An Outlier Astronaut’s Guide to Life

Yosef Ardhito
3 min readJun 1, 2016

I have just finished reading two books, and they both try to tell the same thing.

The first one is Outliers by Malcolm Galdwell. Well-known book, I saw it in many of people’s must read. And the same goes for me, I would surely recommend this book to mind wanderer out there.

http://inboundandagile.com/outliers-by-malcolm-gladwell/

The other book seems less known, but by no mean is less meaningful. I even bought this book on a Big Bad Wolf event, a hard cover book by Chris Hadfield priced $5 is a no-brainer for me. An Astronaut Guide to Life on Earth contain a handful life lessons. Although taste more like an autobiography than a self-help book, this book surely will help you understand more about life as well.

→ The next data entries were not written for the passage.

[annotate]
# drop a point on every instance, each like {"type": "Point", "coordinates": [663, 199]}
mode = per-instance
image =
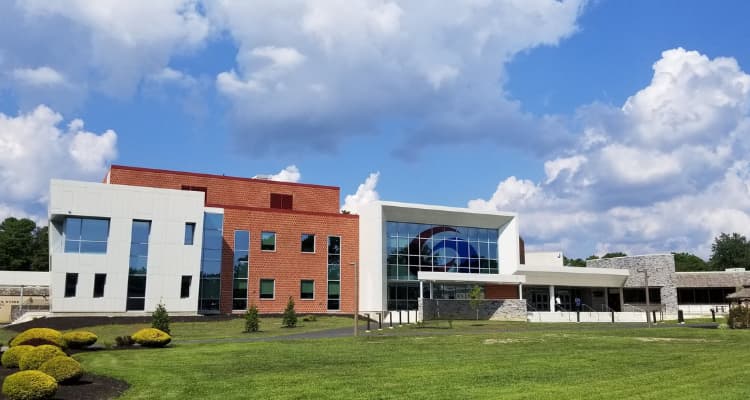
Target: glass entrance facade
{"type": "Point", "coordinates": [413, 247]}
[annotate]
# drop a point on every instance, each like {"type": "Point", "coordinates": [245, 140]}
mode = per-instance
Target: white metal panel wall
{"type": "Point", "coordinates": [168, 259]}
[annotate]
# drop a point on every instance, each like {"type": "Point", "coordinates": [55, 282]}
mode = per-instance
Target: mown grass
{"type": "Point", "coordinates": [564, 363]}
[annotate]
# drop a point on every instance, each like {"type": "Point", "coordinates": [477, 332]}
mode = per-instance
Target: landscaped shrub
{"type": "Point", "coordinates": [151, 337]}
{"type": "Point", "coordinates": [13, 355]}
{"type": "Point", "coordinates": [739, 317]}
{"type": "Point", "coordinates": [160, 319]}
{"type": "Point", "coordinates": [63, 369]}
{"type": "Point", "coordinates": [39, 336]}
{"type": "Point", "coordinates": [79, 339]}
{"type": "Point", "coordinates": [29, 385]}
{"type": "Point", "coordinates": [252, 322]}
{"type": "Point", "coordinates": [290, 316]}
{"type": "Point", "coordinates": [124, 341]}
{"type": "Point", "coordinates": [35, 357]}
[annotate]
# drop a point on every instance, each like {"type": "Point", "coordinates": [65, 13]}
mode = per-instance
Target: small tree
{"type": "Point", "coordinates": [290, 316]}
{"type": "Point", "coordinates": [252, 322]}
{"type": "Point", "coordinates": [160, 319]}
{"type": "Point", "coordinates": [475, 296]}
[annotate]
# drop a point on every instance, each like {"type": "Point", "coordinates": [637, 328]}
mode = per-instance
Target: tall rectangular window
{"type": "Point", "coordinates": [71, 283]}
{"type": "Point", "coordinates": [241, 255]}
{"type": "Point", "coordinates": [189, 233]}
{"type": "Point", "coordinates": [307, 244]}
{"type": "Point", "coordinates": [282, 201]}
{"type": "Point", "coordinates": [267, 288]}
{"type": "Point", "coordinates": [187, 280]}
{"type": "Point", "coordinates": [139, 237]}
{"type": "Point", "coordinates": [268, 241]}
{"type": "Point", "coordinates": [334, 272]}
{"type": "Point", "coordinates": [99, 281]}
{"type": "Point", "coordinates": [86, 235]}
{"type": "Point", "coordinates": [209, 293]}
{"type": "Point", "coordinates": [307, 289]}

http://www.ballymena.today/2015/09/15/ballymena-book-club-read-an-astronauts-guide-to-life-on-earth/

I read Outliers prior to Astronaut Guide and I have no idea that they both will feel connected. My biggest take-away from Outliers, and also the one I have been mentioning and sharing to my friends, is:

Work hard, the rest is luck.

Outliers will explain to you why certain type of condition and system boost your chance to be exceptionally successful. How being born in early month (January, February, March) will give you more chance to be included in a sport team. Why almost 50% of all-time richest person in America born in a span of 1 decade, and it has to be that decade. And in a certain period of time, being a Jew lawyer was almost guarantee great career.

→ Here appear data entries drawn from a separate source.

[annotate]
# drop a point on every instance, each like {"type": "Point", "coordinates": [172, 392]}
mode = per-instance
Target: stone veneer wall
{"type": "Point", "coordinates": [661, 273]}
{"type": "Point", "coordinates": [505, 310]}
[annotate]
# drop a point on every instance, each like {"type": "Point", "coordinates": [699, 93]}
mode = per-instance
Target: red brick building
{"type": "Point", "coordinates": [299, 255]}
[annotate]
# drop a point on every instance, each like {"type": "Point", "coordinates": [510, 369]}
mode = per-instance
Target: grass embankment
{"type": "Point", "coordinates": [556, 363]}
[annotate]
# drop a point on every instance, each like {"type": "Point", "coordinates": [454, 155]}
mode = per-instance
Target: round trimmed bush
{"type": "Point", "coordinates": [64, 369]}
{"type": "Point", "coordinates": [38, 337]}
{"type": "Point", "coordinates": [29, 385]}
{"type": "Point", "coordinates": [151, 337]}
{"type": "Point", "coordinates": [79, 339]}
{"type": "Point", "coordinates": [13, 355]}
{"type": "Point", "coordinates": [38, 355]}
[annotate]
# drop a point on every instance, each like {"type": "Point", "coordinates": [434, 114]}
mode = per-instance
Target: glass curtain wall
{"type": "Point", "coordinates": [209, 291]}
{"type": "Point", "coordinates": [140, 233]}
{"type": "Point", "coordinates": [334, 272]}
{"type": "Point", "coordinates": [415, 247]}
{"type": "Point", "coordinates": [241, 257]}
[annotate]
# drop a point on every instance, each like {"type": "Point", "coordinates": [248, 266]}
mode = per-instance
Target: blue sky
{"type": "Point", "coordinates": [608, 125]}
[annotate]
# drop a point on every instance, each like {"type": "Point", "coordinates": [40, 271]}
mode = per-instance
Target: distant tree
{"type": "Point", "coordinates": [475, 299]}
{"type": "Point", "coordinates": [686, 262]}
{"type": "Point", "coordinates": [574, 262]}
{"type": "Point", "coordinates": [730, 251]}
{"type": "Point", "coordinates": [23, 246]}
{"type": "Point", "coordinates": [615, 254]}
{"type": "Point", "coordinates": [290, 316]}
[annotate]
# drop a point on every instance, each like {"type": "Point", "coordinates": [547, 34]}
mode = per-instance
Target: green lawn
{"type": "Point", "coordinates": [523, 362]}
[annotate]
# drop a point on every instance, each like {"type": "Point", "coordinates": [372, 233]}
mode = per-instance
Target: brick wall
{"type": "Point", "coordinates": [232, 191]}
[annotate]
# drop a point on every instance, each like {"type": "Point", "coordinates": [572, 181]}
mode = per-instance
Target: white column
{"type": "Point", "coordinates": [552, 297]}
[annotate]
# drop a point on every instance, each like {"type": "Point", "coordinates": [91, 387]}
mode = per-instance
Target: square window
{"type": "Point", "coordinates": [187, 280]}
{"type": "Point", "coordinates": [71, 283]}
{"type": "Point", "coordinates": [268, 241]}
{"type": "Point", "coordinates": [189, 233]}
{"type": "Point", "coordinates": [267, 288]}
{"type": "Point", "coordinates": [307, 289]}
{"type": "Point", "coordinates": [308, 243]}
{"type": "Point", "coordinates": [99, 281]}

Those are factors we cannot fully control.

But then, you also need to work hard. This one is under our control. You can have every luck in the world, and they will only present you opportunities. Whether we are ready or not, that depends on our preparation. The Beatles is one example given in the book. They were given the unlikely opportunity to play for hours in a decent bar, and they practiced a lot.

The exact same point came in every chapter of Chris Hadfield’s story.

Work hard, the rest is luck.

To be an astronaut is hard already, it is even harder to actually go to space. You can spend all your life getting ready, but there will be no assurance of space-walking. While reading this book, I sensed this funny feeling that Chris, looking on his circumstances, has no expectation whatsoever that he would go to space. However, he did make sure that he work harder than other candidates.

Going to space is not solely depends on your hardwork. How much contribution your country made for NASA is also determine your chance. This is the luck factor. Being a Canadian, relative to US Citizen, the chance is tiny. But the opportunity came when Canada introduce a mechanical arm called Canadarm2 to be installed on ISS, and Chris was the one appointed.

You will read a lot of similar coincidental events that happened to him. From accidentally saw an astronaut slot opening in newspaper, getting injured but still can go to space, and how he survived from many accidents while working in ISS.

Work hard, the rest is luck.

Yes you can work really really hard, but do not go hard on yourself when you are not exceptionally successful. Keep being prepared and do the best when opportunity present itself. Sometimes we do not get what we want, but we surely get what we deserve.

There are factors beyond our control, be grateful with whatever your hard-work result.